Unlike the Track, the Trend can retain measurement results from previous acquisitions, which helps an engineer to retain a history of previous measurements compared with new measurements. The Trend allows for an engineer to observe long term changes due to timing drift across multiple acquisitions, which would not be visible in a Track. For example, when heating or cooling the device under test in a thermal chamber to test environmental effects, the Trend can show long-term variation in measurement values as the device temperature changes in the thermal chamber.
Trends are ideal for data logging, especially when characterizing slowly changing phenomena. Figure 4 shows only a single pulse within the waveform record, but there are many values in the Trend, because multiple waveforms are acquired, although only a single pulse is captured each time. The acquired pulse in Figure 5 is wider than the acquired pulse in Figure 4, and therefore retains the full record of previous pulse widths and appends the new wider pulse value to the existing Trend, showing the history and evolving changes in the measurement.
Tracks, on the other hand, are not ideal when there is a very low number of measurements per waveform. Shown in Figure 6, a Track and Trend are applied simultaneously to a single pulse. Because the Trend retains the history of pulses measured during previous acquisitions, it is optimal for this type of application. By contrast, the Track operator is synchronized to the same time scale as the acquired pulse and displays a flat line corresponding to the single pulse width which is overwritten with each subsequent acquisition.

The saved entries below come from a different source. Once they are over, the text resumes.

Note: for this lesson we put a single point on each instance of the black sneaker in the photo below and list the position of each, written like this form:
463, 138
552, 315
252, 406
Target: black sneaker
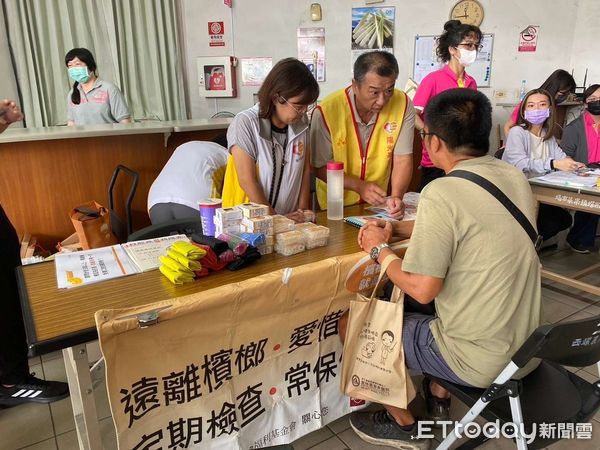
380, 428
32, 389
578, 248
437, 408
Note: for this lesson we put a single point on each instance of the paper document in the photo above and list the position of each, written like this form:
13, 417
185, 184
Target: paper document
570, 179
145, 253
91, 266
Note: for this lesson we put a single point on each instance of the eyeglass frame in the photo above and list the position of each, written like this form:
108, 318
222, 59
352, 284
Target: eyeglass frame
478, 47
300, 111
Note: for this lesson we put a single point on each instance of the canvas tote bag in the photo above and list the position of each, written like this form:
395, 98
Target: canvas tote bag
373, 366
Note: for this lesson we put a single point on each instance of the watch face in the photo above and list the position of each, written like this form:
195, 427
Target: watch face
468, 12
374, 253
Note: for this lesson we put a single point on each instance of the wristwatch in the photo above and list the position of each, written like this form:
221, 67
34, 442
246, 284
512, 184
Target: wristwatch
374, 253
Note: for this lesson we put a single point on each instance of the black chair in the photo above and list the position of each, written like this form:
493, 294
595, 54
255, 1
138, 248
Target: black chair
550, 394
122, 229
178, 226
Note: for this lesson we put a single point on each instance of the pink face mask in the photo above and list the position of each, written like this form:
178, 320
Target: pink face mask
537, 116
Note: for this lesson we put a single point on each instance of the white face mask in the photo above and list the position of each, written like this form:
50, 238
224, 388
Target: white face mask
467, 57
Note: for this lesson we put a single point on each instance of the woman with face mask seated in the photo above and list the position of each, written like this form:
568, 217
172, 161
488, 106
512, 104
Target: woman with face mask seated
581, 141
269, 144
531, 146
92, 100
458, 47
560, 84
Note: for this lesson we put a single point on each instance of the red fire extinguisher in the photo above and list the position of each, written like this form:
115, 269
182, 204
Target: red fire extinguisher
216, 82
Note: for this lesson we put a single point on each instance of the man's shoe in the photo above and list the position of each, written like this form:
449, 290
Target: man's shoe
437, 408
33, 389
582, 249
380, 428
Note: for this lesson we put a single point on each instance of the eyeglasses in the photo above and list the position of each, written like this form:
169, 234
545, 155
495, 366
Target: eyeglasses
471, 46
301, 110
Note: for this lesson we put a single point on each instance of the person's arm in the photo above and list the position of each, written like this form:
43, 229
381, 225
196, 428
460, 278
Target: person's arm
245, 167
512, 120
517, 152
10, 114
423, 288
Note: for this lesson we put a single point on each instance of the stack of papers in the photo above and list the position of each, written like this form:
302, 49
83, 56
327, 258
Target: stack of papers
91, 266
589, 179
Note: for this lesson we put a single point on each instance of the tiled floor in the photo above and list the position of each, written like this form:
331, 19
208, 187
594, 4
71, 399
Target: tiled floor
51, 427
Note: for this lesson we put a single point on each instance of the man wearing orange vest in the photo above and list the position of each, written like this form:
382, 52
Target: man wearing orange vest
369, 127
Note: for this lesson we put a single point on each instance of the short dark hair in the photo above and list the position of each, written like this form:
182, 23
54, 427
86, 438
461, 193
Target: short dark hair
589, 91
454, 33
462, 118
559, 80
288, 78
85, 56
550, 126
382, 63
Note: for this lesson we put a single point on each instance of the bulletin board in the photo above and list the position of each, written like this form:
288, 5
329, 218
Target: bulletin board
426, 61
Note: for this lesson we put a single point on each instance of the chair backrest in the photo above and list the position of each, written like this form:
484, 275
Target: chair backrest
122, 229
178, 226
575, 344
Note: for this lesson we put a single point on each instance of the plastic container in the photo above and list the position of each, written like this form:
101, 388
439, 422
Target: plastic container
335, 190
523, 90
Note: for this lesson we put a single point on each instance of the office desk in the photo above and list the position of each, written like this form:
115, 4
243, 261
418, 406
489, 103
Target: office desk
64, 319
578, 199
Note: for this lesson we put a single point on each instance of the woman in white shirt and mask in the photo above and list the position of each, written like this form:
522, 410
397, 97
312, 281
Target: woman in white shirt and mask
531, 146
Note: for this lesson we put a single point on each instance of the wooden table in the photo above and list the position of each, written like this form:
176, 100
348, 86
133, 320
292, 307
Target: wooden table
578, 199
64, 318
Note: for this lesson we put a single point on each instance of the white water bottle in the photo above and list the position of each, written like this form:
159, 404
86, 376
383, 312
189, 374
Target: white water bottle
335, 190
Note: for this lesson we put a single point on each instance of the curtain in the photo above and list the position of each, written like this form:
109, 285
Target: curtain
149, 58
135, 44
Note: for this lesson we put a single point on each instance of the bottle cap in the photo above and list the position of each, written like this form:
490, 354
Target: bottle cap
335, 165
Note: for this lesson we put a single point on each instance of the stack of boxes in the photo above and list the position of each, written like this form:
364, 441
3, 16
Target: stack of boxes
280, 233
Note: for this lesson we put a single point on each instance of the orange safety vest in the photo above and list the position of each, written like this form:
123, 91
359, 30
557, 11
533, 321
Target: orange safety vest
372, 163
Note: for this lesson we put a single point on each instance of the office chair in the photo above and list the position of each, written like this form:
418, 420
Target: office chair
177, 226
550, 394
122, 229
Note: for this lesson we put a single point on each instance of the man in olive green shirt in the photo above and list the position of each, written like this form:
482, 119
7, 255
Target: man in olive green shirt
469, 254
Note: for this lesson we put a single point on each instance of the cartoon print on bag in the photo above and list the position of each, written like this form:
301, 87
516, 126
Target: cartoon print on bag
387, 338
368, 349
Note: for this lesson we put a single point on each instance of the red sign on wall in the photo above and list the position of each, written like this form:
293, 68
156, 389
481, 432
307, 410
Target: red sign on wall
216, 31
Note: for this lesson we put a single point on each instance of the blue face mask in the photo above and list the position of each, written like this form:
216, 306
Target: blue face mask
537, 116
79, 74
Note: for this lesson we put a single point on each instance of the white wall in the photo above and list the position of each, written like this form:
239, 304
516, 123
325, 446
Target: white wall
268, 28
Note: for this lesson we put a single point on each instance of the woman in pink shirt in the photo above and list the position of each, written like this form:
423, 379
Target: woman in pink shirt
581, 141
559, 84
458, 46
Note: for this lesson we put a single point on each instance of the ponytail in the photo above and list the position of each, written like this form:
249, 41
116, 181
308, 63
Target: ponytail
75, 95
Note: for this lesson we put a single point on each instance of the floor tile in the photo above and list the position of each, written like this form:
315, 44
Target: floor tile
312, 439
333, 443
49, 444
339, 425
26, 424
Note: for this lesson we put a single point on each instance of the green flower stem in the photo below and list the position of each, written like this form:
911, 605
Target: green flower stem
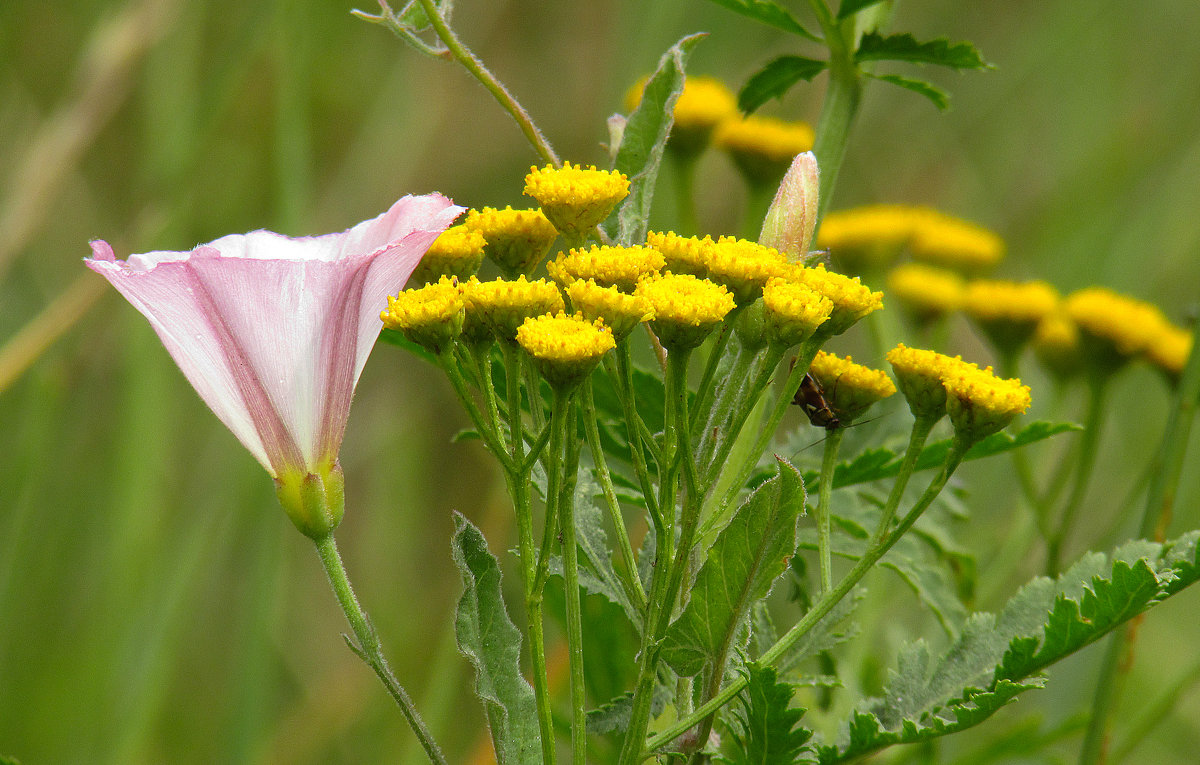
833, 443
880, 544
369, 648
1087, 450
1159, 504
491, 83
630, 578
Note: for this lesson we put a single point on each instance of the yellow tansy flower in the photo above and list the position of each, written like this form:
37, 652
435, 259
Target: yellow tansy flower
685, 308
761, 146
576, 199
502, 305
618, 311
925, 293
516, 240
955, 244
456, 252
431, 315
565, 349
1009, 312
849, 387
851, 299
609, 266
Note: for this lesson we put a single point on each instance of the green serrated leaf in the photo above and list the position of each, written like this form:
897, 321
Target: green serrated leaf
765, 727
492, 644
939, 97
750, 553
774, 79
643, 139
941, 52
771, 13
849, 7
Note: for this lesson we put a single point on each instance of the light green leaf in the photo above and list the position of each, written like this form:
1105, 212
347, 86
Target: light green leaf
492, 644
742, 566
643, 139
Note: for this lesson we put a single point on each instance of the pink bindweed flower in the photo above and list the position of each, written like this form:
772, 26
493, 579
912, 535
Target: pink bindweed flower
273, 332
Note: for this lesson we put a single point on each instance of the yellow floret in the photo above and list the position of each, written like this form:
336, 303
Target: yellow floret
456, 252
576, 199
609, 266
955, 244
925, 293
685, 308
851, 299
517, 240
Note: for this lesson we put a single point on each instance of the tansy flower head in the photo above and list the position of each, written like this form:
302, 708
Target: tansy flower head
703, 103
576, 199
431, 315
1057, 347
1114, 329
979, 403
685, 308
1009, 312
919, 375
925, 293
457, 252
849, 387
503, 305
744, 266
609, 266
955, 244
869, 238
516, 240
792, 311
621, 312
762, 146
851, 299
565, 349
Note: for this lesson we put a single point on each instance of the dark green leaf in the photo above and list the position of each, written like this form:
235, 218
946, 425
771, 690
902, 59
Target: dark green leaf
742, 566
774, 79
941, 52
939, 97
765, 724
492, 644
643, 138
771, 13
849, 7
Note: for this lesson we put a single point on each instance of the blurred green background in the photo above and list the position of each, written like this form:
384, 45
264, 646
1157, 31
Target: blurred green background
157, 607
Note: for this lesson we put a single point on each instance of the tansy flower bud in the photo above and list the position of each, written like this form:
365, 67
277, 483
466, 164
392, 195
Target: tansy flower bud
792, 311
979, 403
456, 252
793, 214
431, 315
687, 308
517, 240
576, 199
925, 293
607, 266
619, 312
502, 306
564, 349
849, 387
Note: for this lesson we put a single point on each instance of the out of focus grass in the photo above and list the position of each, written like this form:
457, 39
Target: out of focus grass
156, 606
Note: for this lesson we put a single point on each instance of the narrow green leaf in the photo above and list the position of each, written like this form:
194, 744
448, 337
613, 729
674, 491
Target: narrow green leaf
774, 79
941, 52
937, 96
750, 553
771, 13
492, 644
643, 139
849, 7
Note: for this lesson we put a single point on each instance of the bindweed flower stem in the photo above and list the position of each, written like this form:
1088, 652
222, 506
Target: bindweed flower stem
369, 648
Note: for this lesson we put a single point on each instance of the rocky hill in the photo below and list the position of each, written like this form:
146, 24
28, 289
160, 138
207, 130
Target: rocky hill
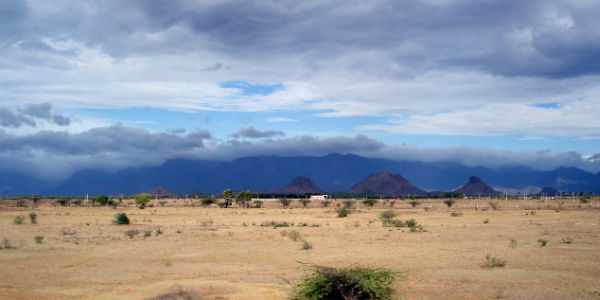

Note that this discussion focused only on the Track and Trend of the Pulse Width measurement in order to bring focus to the contrasts between the two math operators, but Tracks and Trends can graph hundreds of other types of input measurement values including Rise Time, Fall Time, Duty Cycle, Skew, Slew Rate, Setup and Hold, custom scripted values, etc., which allows an engineer to characterize a nearly limitless set of varying circuit behavior.
Conclusion
In summary, both Track and Trend operators provide graphs of measurement results and identify anomalies. Track operators incorporate the same horizontal scale as the source waveform measured, allowing the ability to demodulate a waveform and to pinpoint the exact locations of an anomaly, which is extremely valuable for correlation and cause-and-effect analysis. Trend operators by contrast are not synchronized to the input waveform, allowing the advantages of a reduced record size and the ability to retain the history of measurements that span across multiple acquisitions. Depending on the application needs, either of these two operators can be the optimal choice.